Johnny Mercer is one of the most celebrated lyricists in American pop music, and it's no wonder when you consider just a fraction of his more than 1,000 songs: "One for My Baby (And One More for the Road)," "Come Rain or Come Shine," "You Must Have Been a Beautiful Baby," "That Old Black Magic," "Moon River" and "Blues in the Night."
But there's another valuable side of Mercer that is showcased in a delightful and revealing CD boxed set from Mosaic Records: Mercer the singer.
The three-disc package contains 79 mostly jazz-flavored selections drawn chiefly from Mercer's Capitol recordings in the '40s, and he proves to be every bit as sophisticated and witty a vocalist as he was a lyricist (and sometimes composer).
Producers Scott Wenzel and Billy Vera chose to open the collection with Mercer's swinging 1942 rendition of Jerome Kern's "They Didn't Believe Me," presumably because it is the earliest of the recordings in the set.
But the number is also an ideal introduction to Mercer's stylish mix of informality and skillful craft. When you first hear him on the ballad, you are reminded a bit of Frank Sinatra -- the careful phrasing and smooth flow. As the track proceeds, however, Mercer's approach feels closer to Bing Crosby's more casual style.

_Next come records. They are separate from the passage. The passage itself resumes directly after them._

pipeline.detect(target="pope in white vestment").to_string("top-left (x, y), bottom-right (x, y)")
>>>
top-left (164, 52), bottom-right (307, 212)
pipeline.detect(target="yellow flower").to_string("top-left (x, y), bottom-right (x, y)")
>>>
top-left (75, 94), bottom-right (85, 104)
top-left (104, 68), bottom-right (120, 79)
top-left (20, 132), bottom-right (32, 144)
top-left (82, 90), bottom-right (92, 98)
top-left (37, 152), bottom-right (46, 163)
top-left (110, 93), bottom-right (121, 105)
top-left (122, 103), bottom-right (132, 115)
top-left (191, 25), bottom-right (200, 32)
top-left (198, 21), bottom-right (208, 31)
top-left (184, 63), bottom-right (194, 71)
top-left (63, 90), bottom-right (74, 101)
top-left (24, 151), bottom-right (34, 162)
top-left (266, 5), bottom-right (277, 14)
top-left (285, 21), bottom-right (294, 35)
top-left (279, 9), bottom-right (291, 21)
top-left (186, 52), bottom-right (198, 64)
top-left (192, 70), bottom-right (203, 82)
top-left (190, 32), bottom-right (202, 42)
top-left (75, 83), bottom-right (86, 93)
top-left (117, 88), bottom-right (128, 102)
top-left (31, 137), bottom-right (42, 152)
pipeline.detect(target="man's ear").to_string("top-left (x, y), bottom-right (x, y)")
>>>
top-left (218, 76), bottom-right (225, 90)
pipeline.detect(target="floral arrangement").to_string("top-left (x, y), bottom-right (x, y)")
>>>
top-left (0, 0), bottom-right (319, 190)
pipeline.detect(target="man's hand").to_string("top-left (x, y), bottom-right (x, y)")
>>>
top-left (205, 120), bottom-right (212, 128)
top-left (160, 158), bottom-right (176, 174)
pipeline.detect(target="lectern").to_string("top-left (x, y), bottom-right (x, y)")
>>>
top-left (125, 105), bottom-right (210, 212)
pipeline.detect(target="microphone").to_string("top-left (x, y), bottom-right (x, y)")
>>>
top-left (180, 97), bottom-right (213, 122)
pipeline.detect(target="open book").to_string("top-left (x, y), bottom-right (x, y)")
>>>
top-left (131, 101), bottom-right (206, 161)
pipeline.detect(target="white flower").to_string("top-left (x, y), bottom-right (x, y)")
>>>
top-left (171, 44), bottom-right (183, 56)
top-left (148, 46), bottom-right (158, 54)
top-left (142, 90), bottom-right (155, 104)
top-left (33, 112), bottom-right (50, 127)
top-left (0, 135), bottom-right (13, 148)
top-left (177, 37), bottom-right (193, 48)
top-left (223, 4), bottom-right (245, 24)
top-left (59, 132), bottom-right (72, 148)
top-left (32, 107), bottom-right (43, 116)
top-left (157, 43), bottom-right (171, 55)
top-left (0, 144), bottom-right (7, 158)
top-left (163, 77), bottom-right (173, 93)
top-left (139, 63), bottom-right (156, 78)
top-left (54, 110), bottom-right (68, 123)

From this relatively mainstream beginning, Mercer moves in consistently surprising and inventive directions. In the liner notes, vocalist Margaret Whiting calls the collection, which includes nine previously unreleased tracks, the "marvelously uninhibited side" of Mercer, and she's right on target.
"Mosaic Select: Johnny Mercer"
The back story: Mercer was born in Georgia but headed for New York as a young man to pursue acting. He soon switched to singing and songwriting and moved on to Hollywood, where he had his greatest success. Eighteen of Mercer's songs were nominated for Academy Awards, and four of them won, including "In the Cool, Cool, Cool of the Evening" (with Hoagy Carmichael) and "Days of Wine and Roses" (with Henry Mancini).

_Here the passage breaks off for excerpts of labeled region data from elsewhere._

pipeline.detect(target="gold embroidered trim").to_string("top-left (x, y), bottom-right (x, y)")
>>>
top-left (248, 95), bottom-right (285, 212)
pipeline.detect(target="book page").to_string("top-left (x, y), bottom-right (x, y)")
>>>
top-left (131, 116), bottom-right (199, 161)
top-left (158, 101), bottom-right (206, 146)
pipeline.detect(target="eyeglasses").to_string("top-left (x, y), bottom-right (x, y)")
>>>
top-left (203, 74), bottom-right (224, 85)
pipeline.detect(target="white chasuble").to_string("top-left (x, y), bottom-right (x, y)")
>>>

Mercer also enjoyed considerable success as a recording artist, including four No. 1 singles on Capitol, which he cofounded with Glenn Wallichs and Buddy DeSylva. Among those hits were "On the Atchison, Topeka, and the Santa Fe" (written with Harry Warren) and "Ac-Cent-Tchu-Ate the Positive" (with Harold Arlen). Mercer died in 1976 at the age of 66.
The music: There are only 12 Mercer songs in the set, but two of them illustrate nicely the way Mercer, the writer and singer, loved having fun with words. It's hard to listen to some of the lyrics to "Ac-Cent-Tchu-Ate the Positive" without smiling.
After pointing out the benefits of a positive attitude, Mercer declares:
To illustrate my last remark
Jonah in the whale, Noah in the ark.
What did they do, just when everything looked so dark?
Man, they said, we better
Ac-cent-tchu-ate the positive
E-lim-i-nate the negative
And latch on to the affirmative
Don't mess with Mister In-Between.
At the same time, Mercer wrote what Sinatra has called the greatest saloon song ever: "One for My Baby" (also with Arlen). Mercer's lyrics are so intimate and efficient, slipping in such exquisite rhymes as "episode," "code," "explode" and "road" without detracting from the intimate, downbeat mood. The opening lines:
It's quarter to three, there's no one in the place except you and me
So, set 'em up, Joe, I got a little story you oughta know
We're drinkin', my friend, to the end of a brief episode
Make it one for my baby and one more for the road.
Between those cornerstones, Mercer moves all over the place in the set, from "G.I. Jive," which throws his own rhymes at you with the force of an NBA slam dunk, to the fun in his voice as he weaves his way through Sammy Fain-Jack Yellen's "Never Make Eyes (At the Gal With the Guys Who Are Bigger Than You)."
How could anyone resist?
Further listening: "Johnny Mercer: The Capitol Collector's Series" on Capitol focuses on Mercer's pop hits, while "Two of Kind," on East/West and featuring Mercer in duets with Bobby Darin, is a favorite of hard-core Mercer and Darin fans.